Jedni po seksie zapalają papierosa, inni zapadają w głęboki sen, a jeszcze inni idą prosto do lodówki. Dlatego pomysł z wibratorem zamawiającym za nas pizzę chwilę po tym jak „dojdziemy” nie brzmi jak absurd, ale rozwiązanie na miarę naszych czasów.
Ku zaskoczeniu, kiedy wpiszecie w swojej wyszukiwarce „vibrator” i „pizza”, nie wyskoczy wam seria niewybrednych filmików zaczynających się sceną z dostawcą pizzy, a seria artykułów wychwalających pomysł amerykańskiej firmy.

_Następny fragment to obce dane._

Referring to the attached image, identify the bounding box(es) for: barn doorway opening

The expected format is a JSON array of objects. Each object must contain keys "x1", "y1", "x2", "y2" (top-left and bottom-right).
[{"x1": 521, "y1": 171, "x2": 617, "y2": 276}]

Bo w przypadku zabawy z RubGrub pizza jest symbolem happy endu po happy endzie. Wszystko za sprawą CamSoda – firmy zajmującej się dystrybucją rozrywki dla dorosłych, która postanowiła poszerzyć swój asortyment o kolejny zaskakujący gadżet o niepozornej nazwie RubGrub.
Na czym polega jego wyjątkowość? Wibrator ma połączenie z siecią WiFi, a także magiczny przycisk, za pomocą którego zamówimy dużą pizzę z serem z Domino’s Pizza. Zamówienie wysyłane jest do naszego telefonu, na który trzeba ściągnąć aplikację z dostępem do naszej karty bankowej oraz adresem dostawy. Jak głosi hasło reklamujące zabawkę „Orgazm i pizza nigdy nie były tak proste”.

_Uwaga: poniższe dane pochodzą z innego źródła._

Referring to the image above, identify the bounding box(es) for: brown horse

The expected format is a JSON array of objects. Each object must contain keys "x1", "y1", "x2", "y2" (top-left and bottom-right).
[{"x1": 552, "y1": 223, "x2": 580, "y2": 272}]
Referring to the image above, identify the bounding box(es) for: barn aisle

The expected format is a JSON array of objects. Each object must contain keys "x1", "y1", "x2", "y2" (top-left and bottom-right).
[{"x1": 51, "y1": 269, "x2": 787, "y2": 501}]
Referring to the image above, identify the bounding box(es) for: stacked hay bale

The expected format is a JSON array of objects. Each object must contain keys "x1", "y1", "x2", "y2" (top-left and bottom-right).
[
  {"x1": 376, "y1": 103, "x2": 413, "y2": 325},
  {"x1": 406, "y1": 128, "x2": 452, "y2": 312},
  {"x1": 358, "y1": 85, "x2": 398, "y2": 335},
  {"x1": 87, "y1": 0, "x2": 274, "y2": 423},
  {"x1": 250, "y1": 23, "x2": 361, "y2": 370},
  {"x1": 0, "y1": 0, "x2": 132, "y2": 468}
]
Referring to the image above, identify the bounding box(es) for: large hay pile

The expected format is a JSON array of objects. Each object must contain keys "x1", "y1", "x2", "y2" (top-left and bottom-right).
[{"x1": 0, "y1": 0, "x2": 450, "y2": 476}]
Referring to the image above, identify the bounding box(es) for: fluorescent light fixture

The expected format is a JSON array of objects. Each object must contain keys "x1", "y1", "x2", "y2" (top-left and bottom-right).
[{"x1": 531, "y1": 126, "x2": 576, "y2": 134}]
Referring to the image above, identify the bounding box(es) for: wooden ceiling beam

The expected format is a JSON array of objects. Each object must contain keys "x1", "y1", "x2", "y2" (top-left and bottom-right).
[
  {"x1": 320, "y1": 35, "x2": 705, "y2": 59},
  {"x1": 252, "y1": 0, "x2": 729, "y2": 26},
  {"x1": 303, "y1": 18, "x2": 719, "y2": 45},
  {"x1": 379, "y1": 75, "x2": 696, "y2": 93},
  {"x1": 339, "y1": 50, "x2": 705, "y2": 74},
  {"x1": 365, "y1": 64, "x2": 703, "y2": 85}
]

Masturbacja, podczas gdy jest niezwykle przyjemna, dodatkowo może być wytężonym wysiłkiem fizycznym, w trakcie którego tracimy sporo energii oraz spalamy wiele kalorii. Jak się można spodziewać, zaraz po orgazmie osoba czuje się ospała i głodna – tłumaczy wicedyrektor CamSoda, Daryn Parker. – Teraz, aby cieszyć się sobotnim wieczorem, wszystko czego potrzebujesz to RubGrub.
Podobno jedyne na co można narzekać, to fakt, że pizzę możemy zamówić wyłącznie z sieci Domino’s Pizza. CamSoda zapowiada, że zabawka trafi do sprzedaży już na wiosnę, a programiści pracują nad powiększeniem menu o takie opcje jak chociażby „chińszczyzna”. Widać, że świetnie rozeznali się w preferencjach smakowych swoich użytkowników.